Uma das linhas de investigação é que o crime teria sido motivado pela empresa não ter pago uma espécie de "pedágio", valor cobrado por traficantes para que possa fornecer o serviço na região. No entanto, essa versão ainda não foi confirmada pela polícia que segue investigando.
A empresa Planet Internet, onde os funcionários trabalhavam, nega que tenha sido contatada por criminosos.
"A Planet Internet encontra-se consternada com o ocorrido e vem prestando todo o apoio necessário às famílias dos funcionários. Destaca, ainda, que em momento algum, a empresa foi contactada, por quem quer que seja, muito menos, recebeu qualquer pedido de resgate ou de pagamento para acesso de suas equipes à localidade em questão", escreveu em nota nas redes sociais.
Os corpos de Ricardo Antônio e Jackson foram enterrados na quarta-feira (17), no Cemitério Bosque da Paz, em Nova Brasília. A cerimônia reuniu familiares, amigos e colegas de trabalho. Já Patrick será sepultado nesta quinta-feira (18), no Cemitério Vale da Saudade, no Caminho das Árvores.
O governador da Bahia, Jerônimo Rodrigues (PT), classificou o crime como "brutal e inaceitável" e disse que ele fere a dignidade humana e o direito de viver e trabalhar em paz.
"Determinei que a investigação seja conduzida com rigor para identificar e responsabilizar os autores, dentro da lei. Vamos seguir enfrentando a violência com firmeza e responsabilidade", escreveu nas redes sociais.
Por fim, o governador se solidarizou com as famílias e afirmou que seu compromisso é com a "verdade e a justiça".
O Sindicato dos Trabalhadores em Telecomunicações da Bahia (Sinttel-Bahia) manifestou, em nota nas redes sociais, indignação com o crime.
“Perder a vida no exercício do trabalho, buscando levar conectividade à população é um fato inaceitável que fere não apenas a categoria, mas toda a sociedade baiana”, afirmou o presidente da entidade sindical, Joselito Ferreira, no posicionamento.
A entidade também reforçou o encontro com a Secretaria de Segurança Pública da Bahia (SSP-BA) apontando o pedido de uma investigação "célere, rigorosa e transparente" para identificar e punir os responsáveis pela violência.
Os manifestantes, que trabalham com a instalação de internet, percorreram de carro a Avenida Paralela, uma das principais de Salvador.
A Federação Nacional dos Trabalhadores em Empresas de Telecomunicações e Operadoras de Mesas Telefônicas (Fenattel) afirmou que é dever do Estado e das companhias assegurar a segurança dos servidores.

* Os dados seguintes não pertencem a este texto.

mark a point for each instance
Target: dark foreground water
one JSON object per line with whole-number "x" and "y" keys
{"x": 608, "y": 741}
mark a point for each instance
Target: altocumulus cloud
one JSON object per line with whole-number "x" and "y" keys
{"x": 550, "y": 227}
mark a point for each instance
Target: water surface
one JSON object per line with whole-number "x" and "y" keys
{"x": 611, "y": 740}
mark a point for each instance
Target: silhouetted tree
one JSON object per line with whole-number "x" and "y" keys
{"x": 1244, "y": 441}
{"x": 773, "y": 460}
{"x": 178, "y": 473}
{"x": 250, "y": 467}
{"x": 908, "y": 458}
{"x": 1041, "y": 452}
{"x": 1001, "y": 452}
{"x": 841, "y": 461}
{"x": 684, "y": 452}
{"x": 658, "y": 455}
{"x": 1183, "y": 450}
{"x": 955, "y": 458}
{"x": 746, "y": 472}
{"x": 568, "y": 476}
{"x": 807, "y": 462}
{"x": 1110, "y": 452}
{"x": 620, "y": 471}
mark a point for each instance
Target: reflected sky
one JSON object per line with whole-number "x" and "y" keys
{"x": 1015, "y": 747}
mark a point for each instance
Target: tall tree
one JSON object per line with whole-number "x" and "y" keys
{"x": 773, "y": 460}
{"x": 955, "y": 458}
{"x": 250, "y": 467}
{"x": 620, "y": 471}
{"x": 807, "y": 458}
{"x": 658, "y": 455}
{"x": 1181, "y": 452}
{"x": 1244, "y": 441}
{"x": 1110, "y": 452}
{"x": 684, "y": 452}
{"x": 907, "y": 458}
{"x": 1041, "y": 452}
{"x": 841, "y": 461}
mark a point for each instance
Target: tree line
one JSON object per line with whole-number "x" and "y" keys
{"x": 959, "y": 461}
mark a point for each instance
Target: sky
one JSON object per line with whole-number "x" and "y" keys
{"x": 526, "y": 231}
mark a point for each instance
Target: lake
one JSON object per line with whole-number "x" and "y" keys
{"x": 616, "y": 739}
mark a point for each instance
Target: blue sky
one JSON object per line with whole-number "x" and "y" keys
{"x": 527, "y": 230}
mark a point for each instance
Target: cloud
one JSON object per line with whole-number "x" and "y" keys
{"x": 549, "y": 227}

"Ao mesmo tempo que repudia que o trabalho de manutenção das redes coloque a vida dos trabalhadores em risco pela falta de ação de segurança pública, que deixa entregues às facções o controle territorial nos bairros mais populares. As contratantes devem assumir sua responsabilidade em garantir a vida dos técnicos e trabalhadores de telecom que não podem ser obrigados a entrar nessas áreas e colocar suas vidas em risco", disse.
O presidente da federação, José Roberto Silva, acrescentou que "não podemos aceitar este acontecimento em Salvador, pois isto afeta além dos trabalhadores e suas famílias, também as empresas , contratos. O Governo e as secretarias de segurança dos Estados precisam ter severas medidas de segurança para que não fique cada vez mais inviável a manutenção dos serviços".